Lost worlds and ports of call

Category: sf (Page 4 of 5)

Kopubco discounts

Victor Koman, author and proprietor of Kopubco, is running a 20% of sale. Aside from the fantastic savings, check out the fantastic offerings, from Prometheus Award winning novels, to New Libertarian issues, to Star Wars fandom and beyond.

John Shirley novel

From Gauntlet Press, this announcement:

Coming in 2009: New John Shirley Novel
We are pleased to announce we’ll be publishing a new John Shirley
novel in the fall of 2009, Welcome to Freedom. Here is the author’s
description:
“After a disaster wrecks a long section of the California northern coast, the town of FREEDOM, which has attempted to live without federal interference as much as possible, finds it has a little too much chance to go it alone. Vicious human predators take advantage of the situation, waves of brutality roll through the area, and a young man new to town has a coming of age confrontation with what it takes to survive at any cost… The town wants to maximize its freedom from outside help, influence and control. See what happens when you have real freedom day after day, and no rules? Is it heaven–or hell?”

The book is scheduled for a January 2009 release.

Little Brother

This weekend I read a tough little cookie of a YA novel, Cory Doctorow’s Little Brother. Published earlier this year, the book is already nominated for next year’s Prometheus Award, and could indeed be a strong contender. I’m working on a review of the novel for Prometheus (unless any other brave souls out there would like to contribute a review…), but I’m already jokingly calling this the book that sent me to the ER.

The Young Adult fiction market these days is smokin’ hot.
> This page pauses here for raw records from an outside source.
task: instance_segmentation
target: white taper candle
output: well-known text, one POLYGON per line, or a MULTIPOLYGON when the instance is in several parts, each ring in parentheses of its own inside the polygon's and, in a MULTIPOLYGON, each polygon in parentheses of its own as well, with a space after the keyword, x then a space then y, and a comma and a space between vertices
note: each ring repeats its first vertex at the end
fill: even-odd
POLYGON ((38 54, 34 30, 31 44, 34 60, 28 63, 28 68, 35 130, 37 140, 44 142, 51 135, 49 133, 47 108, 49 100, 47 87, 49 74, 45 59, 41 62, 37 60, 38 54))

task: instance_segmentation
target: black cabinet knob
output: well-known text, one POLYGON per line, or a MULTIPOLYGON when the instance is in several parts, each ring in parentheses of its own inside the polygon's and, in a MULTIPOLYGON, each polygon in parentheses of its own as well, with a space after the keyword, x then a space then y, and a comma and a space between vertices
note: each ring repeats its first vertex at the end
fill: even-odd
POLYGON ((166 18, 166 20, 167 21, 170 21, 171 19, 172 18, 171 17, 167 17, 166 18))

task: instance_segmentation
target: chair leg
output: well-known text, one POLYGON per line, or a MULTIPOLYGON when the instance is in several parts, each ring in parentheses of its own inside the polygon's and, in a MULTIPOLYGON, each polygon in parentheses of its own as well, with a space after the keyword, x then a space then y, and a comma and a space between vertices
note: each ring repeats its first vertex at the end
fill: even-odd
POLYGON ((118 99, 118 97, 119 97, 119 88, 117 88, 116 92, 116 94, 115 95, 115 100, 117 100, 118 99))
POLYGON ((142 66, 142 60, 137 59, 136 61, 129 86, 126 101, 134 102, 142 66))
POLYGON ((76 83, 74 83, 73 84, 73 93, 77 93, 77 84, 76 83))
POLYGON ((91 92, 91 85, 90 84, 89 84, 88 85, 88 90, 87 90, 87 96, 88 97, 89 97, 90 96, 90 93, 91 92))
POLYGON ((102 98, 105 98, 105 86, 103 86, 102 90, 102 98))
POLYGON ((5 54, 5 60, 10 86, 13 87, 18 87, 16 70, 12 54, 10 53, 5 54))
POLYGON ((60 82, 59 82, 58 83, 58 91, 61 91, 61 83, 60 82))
As a grown up reading some these books I can’t help but be irritated and impatient with the tendency toward a very simplistic style. I struggled to get going with Little Brother, and the ended certainly fizzled into a “Rock the Vote” solution that does nothing to advance individual liberty (a recent conversation with L. Neil Smith comes to mind, where he said that it’s easy to write dystopias, as we all can agree upon what we are against. But it’s damn tough to come up with better solutions. ) Still, the middle part of Doctorow’s novel is worth every penny, and is the part that most readers probably will remember.

Traipsing through olden times

I used to average reading 100-150 books a year. A middling amount, maybe, as some people never read a book and others read probably far more than this number of volumes. Though that number dipped for a while, I’ve probably ready between 1000 and 2000 books in the past two decades. Far from all are science fiction. Still, I’d be the first to admit there are far more sf books out there that I have NOT read, so I try to catch up on some of these every year.

Not sure if 1987 can be considered olden times, but 1965 predates me and so I say it qualifies.

I just finished reading David Brin’s The Uplift War, which is the third volume in his Uplift series. I read some other Brin novels in the 1980s, early 1990s, but none of the Uplift books. I do have the tendency to pick up new series in the middle or end, and then work my way backwards, so now I need to check if I have the first two books in the series and seek them out. There were times I skipped ahead, but overall I enjoyed the book.

I’m in the early stages of H. Beam Piper’s Lord Kalvan of Otherwhen, which is another book that’s been in my shelves for many, many years. I keep meaning to read it, but never get around to it. Already in the first 50 pages, hell, the first 10 pages, I can see that this book deeply influenced L. Neil Smith’s novel, The Probability Broach. Good stuff also so far, but of a different cut altogether from the Brin book.